Aesthetically, there is a huge difference between World Tour and Rock Band. Guitar Hero has always lagged behind with last-gen graphics, but now World Tour has stepped it up a notch with fluid, better looking models that provide a realistic, albeit punk feel. Characters move like they would and there is a performance that takes place on stage, with or without one of the many guest appearances made by popular musicians. Whether it looks better than Rock Band is personal preference, though the lack of color in World Tour makes it seem bland in comparison.
Popularity, however, may have gotten the best of World Tour. Most of the tracklist seems to be picked out of a best-of list Neversoft wrote up. While there’s nothing innately wrong with this, the flow of music, and the amount of each type of songs available on the main disc, has been very strictly maintained in Rock Band. In World Tour, it feels like Neversoft just put the songs they liked into the game and didn’t care about the flow necessarily.
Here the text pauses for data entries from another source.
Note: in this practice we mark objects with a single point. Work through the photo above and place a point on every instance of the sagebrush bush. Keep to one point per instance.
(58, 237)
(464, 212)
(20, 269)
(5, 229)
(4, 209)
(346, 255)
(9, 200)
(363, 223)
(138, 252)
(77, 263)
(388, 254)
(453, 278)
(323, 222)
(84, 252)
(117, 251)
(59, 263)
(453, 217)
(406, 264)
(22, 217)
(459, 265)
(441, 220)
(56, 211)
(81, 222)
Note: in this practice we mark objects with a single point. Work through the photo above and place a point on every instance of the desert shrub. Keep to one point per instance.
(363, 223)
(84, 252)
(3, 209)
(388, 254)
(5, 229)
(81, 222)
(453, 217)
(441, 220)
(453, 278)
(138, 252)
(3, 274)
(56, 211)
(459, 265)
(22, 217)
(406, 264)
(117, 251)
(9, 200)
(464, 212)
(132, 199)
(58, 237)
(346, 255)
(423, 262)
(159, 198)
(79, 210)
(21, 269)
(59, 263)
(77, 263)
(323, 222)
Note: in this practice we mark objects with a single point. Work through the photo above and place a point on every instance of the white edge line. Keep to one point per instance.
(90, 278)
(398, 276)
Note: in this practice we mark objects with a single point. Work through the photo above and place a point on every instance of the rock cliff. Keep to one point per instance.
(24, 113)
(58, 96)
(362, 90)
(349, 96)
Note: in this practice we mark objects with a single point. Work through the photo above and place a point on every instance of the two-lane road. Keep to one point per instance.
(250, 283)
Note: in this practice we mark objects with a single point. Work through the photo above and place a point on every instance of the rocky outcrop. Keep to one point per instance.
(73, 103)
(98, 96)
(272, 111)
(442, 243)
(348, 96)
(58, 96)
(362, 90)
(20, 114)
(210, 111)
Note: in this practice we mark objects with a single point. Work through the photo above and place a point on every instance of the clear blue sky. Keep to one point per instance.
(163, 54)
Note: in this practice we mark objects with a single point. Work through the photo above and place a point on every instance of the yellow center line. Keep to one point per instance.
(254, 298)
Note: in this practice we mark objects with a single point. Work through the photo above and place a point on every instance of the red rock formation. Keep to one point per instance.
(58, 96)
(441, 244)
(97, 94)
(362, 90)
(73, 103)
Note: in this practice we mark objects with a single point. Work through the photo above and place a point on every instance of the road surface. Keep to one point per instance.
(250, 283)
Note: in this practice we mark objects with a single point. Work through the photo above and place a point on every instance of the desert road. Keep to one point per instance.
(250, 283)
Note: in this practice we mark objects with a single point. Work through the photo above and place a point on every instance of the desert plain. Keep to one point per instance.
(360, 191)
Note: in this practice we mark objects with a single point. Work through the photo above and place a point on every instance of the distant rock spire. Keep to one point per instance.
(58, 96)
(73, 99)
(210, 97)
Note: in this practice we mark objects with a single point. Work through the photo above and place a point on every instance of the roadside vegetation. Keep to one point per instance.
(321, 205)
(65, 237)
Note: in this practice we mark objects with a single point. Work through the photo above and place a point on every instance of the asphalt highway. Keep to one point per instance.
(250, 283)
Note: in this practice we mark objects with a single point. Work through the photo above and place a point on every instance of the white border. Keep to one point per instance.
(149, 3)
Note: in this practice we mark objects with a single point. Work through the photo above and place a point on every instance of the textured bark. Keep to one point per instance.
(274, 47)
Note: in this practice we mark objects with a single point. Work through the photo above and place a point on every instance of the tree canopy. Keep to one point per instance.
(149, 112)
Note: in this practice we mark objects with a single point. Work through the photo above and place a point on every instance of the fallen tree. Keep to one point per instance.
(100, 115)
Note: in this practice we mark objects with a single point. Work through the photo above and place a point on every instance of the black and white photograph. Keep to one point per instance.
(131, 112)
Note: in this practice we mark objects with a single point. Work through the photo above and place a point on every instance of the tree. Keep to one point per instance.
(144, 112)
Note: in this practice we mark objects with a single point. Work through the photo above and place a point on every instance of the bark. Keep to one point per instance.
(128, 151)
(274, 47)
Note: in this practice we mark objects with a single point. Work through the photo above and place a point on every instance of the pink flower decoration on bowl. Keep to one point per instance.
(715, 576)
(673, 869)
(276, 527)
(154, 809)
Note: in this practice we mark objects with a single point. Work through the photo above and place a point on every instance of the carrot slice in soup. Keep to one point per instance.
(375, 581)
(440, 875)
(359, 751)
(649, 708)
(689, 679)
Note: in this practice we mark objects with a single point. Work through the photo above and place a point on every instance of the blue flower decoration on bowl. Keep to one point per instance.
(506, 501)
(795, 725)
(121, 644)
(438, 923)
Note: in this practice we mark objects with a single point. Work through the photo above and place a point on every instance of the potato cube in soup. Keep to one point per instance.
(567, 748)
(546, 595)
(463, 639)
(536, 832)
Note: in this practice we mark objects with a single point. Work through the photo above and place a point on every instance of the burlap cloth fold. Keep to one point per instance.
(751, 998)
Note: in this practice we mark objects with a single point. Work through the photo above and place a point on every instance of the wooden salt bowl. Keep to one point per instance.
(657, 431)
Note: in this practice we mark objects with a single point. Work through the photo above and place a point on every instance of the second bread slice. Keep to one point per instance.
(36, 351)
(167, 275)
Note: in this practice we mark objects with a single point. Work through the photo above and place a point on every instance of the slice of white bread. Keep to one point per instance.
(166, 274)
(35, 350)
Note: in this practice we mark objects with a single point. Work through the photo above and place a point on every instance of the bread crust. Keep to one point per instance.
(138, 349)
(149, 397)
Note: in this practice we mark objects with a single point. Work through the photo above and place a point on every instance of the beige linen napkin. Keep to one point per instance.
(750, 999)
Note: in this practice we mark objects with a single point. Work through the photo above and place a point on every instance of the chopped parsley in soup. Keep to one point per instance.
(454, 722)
This is best expressed as the game’s second largest fault, that being the ‘campaign’. Players, either alone or together in person or online, must complete sets of songs to progress instead of the standard one song at a time. At first this is a non-issue because there are only three or four songs in a set list, but over the course of the game the lists and songs grow longer. Completing one gig can take up to twenty minutes or more depending on which campaign you play through, and for many gamers this is simply too long. There is no choice in gaps, and players must complete the set list or any songs beaten will be disregarded and not saved.
The studio allows players to make their own music, but it'll take some time to really learn how to use. Just like a real music studio!
Like previous Guitar Hero games, you'll earn money, play at different gigs and buy specialty instruments and songs.
There are also various menu settings that make it on par with Rock Band 2, which we found several problems with. World Tour allows changing songs in a set list, but only allows up to six songs in a row (a number I’ve found more than plenty). Difficulty settings can be changed on the fly, not just when you fail a song (though of course, restarting the song is necessary). However, songs are not easier to navigate through or choose and, with no exception, the menus are never more aesthetically pleasing than Rock Band’s.
Guitar Hero World Tour doesn’t blow Rock Band out of the water. It does, however, hold its ground against the current leader in music games and introduces a wide array of new features. Anyone interested in music games owes it to themselves to at least try World Tour, if not picking up a copy with its better hardware.